Portfolio view: We continue to think Google’s position in search is strong, and its ability to use AI to reinforce competitive advantages around its core advertising business will continue to allow it to sustain high levels of returns. We also think there is probably more upside around margins to come and continue to hold it as a core position within our portfolio. 

Amazon – better retail performance; advertising a positive surprise, but signs of share losses in cloud

  • Amazon (owned) beat forecasts. There are always lots of moving parts in this set of results, but the focus on the call was around its cloud business: 
  • AWS grew 16% yr/yr, slowing from 20% last quarter, and slowing still further in April (~11%).

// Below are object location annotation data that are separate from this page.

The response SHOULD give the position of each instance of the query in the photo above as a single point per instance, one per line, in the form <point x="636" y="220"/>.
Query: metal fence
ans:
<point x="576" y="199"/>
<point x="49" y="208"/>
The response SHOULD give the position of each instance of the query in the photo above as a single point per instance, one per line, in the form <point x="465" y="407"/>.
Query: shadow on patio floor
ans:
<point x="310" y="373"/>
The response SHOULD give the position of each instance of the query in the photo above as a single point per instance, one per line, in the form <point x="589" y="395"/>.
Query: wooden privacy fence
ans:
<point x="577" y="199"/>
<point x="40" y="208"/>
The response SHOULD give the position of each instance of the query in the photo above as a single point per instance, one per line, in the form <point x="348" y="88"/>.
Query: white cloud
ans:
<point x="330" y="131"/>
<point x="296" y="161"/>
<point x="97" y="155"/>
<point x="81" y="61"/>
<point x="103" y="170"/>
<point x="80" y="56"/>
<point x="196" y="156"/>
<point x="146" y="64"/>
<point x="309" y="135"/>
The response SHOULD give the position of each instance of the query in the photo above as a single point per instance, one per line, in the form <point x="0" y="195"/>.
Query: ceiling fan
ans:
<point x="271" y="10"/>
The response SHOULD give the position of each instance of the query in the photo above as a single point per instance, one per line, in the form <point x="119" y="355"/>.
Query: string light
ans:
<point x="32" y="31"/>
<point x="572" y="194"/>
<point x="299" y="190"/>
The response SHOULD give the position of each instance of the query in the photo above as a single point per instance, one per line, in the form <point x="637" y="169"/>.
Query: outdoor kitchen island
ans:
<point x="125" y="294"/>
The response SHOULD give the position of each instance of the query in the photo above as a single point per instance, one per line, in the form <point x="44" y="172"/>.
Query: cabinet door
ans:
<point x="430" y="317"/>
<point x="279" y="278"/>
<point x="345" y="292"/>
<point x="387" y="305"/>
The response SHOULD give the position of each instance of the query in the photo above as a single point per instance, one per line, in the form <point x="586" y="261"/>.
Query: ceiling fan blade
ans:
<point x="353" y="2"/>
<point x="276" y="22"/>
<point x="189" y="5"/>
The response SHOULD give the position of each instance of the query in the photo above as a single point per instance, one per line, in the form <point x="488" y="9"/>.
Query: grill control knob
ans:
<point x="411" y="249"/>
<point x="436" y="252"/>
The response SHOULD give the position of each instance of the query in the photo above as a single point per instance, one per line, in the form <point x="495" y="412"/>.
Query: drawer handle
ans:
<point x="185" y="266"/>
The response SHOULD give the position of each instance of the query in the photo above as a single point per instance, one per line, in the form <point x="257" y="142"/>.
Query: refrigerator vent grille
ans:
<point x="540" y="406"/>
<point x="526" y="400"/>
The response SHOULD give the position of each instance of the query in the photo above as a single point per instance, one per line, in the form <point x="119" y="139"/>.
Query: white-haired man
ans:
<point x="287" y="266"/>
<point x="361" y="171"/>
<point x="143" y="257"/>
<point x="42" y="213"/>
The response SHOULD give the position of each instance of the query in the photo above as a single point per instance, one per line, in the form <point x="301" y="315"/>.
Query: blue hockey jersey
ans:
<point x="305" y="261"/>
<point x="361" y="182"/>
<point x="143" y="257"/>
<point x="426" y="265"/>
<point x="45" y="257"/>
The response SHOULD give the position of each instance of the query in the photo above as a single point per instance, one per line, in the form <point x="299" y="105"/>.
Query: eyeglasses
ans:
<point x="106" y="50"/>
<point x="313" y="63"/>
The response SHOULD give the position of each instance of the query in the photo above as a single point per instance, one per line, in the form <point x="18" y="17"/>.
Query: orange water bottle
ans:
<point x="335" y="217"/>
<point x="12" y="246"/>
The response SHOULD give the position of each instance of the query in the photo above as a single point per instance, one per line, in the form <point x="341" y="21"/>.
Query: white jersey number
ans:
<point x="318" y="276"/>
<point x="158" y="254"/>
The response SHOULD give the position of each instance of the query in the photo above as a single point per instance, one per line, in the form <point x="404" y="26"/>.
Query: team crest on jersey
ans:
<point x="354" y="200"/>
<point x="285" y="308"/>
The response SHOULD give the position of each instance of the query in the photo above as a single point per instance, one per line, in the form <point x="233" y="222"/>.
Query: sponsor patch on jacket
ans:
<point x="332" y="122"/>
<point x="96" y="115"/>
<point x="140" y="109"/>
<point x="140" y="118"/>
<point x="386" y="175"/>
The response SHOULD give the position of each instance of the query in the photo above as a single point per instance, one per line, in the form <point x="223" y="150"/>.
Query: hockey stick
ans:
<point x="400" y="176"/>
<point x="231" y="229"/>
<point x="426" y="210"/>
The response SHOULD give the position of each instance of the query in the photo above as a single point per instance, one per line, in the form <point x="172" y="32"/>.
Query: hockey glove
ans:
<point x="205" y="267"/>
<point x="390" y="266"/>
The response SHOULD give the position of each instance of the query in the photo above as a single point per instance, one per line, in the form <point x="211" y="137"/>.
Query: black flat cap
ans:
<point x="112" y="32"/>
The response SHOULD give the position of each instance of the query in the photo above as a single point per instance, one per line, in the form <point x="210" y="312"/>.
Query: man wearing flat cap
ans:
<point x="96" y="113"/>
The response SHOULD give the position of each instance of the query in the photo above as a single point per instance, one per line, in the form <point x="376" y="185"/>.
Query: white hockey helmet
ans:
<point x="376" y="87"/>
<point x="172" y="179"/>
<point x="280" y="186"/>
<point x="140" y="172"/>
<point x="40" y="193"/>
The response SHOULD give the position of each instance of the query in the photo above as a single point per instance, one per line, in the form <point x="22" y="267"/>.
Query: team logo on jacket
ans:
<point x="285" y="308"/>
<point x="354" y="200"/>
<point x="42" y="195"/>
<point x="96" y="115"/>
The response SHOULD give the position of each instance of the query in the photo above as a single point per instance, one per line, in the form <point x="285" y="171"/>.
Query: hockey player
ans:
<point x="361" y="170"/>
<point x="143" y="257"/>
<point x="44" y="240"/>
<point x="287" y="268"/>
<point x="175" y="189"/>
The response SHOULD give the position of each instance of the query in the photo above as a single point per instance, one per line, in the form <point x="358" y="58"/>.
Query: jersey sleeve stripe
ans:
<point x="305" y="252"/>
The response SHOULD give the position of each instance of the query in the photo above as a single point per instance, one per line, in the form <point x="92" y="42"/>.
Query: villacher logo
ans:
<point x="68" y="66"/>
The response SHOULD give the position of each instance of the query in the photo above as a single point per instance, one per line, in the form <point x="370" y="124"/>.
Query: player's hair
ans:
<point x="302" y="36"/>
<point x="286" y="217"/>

When we look at the relative performance of the cloud names, we think it’s not just the law of large numbers which is slowing Amazon’s growth as the largest player: we think Microsoft is starting to take meaningful share (likely helped by its OpenAI partnership). As we commented for Microsoft, whereas AWS was the obvious cloud partner 2 years ago, now, with Microsoft’s relationship with the flagship OpenAI, they might be starting to be the cloud services platform of choice for new businesses
  • On the forward guidance numbers given we think Microsoft will add about double the dollar value in the next quarter ($600m vs ~$300m for Amazon). 
  • Amazon’s AWS business makes all (and more) of its total operating profit, effectively financing the still loss making ecommerce business. Going back to our comments at the start, we think it will force Amazon to continue to invest in building its AI capabilities.
  • The core retail business was better – again speaking to continued (surprising) strength in the consumer, particularly in the US. 
  • On the margin side, as with many players in tech, cost cutting is helping margin expansion and earnings growth
  • The standout impressive part of Amazon’s results was for us its advertising business +23% yr/yr beat all of the digital advertising players by a mile, and is now a $10bn/quarter business (and presumably very profitable..)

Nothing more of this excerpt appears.